Quote by vilas: "The engines may surge and stall. It's futile discussion."

It's t'other way round. The airflow through the engine will be disrupted in severe side slip causing compressor stall closely followed by a surge, or multiple surges. :ok:

"Boeing recommends landing in strong crosswinds with crab- basically landing sideways then correcting after main gear touchdown."




Boeing recommends side slips for crosswind landings except for the highest crosswinds. Beyond X kts(typically 30(+/-) kts XW) Boeing says additional crosswind should be corrected by landing in a crab. So in a 35 kt XW the majority of the crosswind will be corrected by the side slip and only a couple of knots will be corrected by the crab at touchdown.

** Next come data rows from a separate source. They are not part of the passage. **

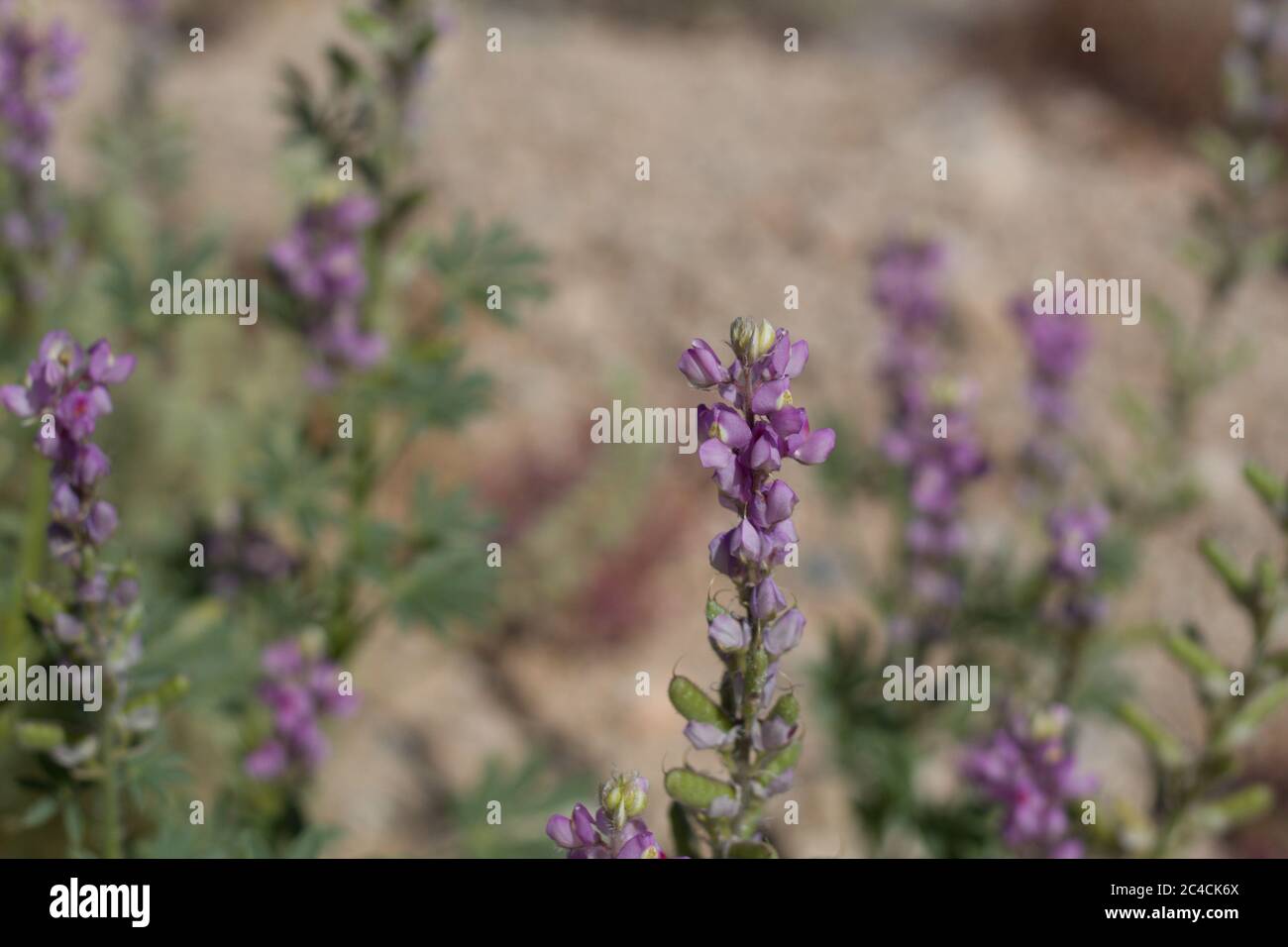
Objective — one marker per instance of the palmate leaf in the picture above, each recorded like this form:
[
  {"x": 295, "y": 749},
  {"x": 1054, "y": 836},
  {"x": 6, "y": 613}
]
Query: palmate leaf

jcomm - I hope you get your answer sometime despite all the irrelevance here.

From where I sit, I ask where your normal axis stability factors came from as it would appear the directional moment from yaw is too low while the moment from the rudder deflection is too high, and I question the value of any spoiler yaw factor used. Wings level with full rudder would require a large spoiler deployment producing a significant degrading yaw rate.

As misd said a while back, any resulting turn rate would be extremely slow and I suspect you would hit the ground well before completing a 360.

Groucho,

thx for your comment, and yes, that's exactly how I see it and the flaw in the mentioned simulation model of the 744.

I have no air or stability data for that model - I am a simple user - but I questioned the accuracy of the flight dynamics as they are right now because I also think that...

1) The rate would be marginal

2) The loss of altitude huge!

among other factors...

From the Boeing maintenence training notes:

"The [rudder]Actuators are snubbed at the end of the stroke and contain Load Limiting Relief Valves set at 2800 psi."

Regarding the rudder ratio system, the actuator has an AC electric servo. If main bus power is lost, the actuator will remain in the last commanded position. If power was lost at high speed, it would be interesting to see how much control you would have at lower speeds with crosswind landings.

The QRH limits landings to 10 kt with a dual rudder ratio failure in the high-speed mode, so authority is reduced by 2/3 or more.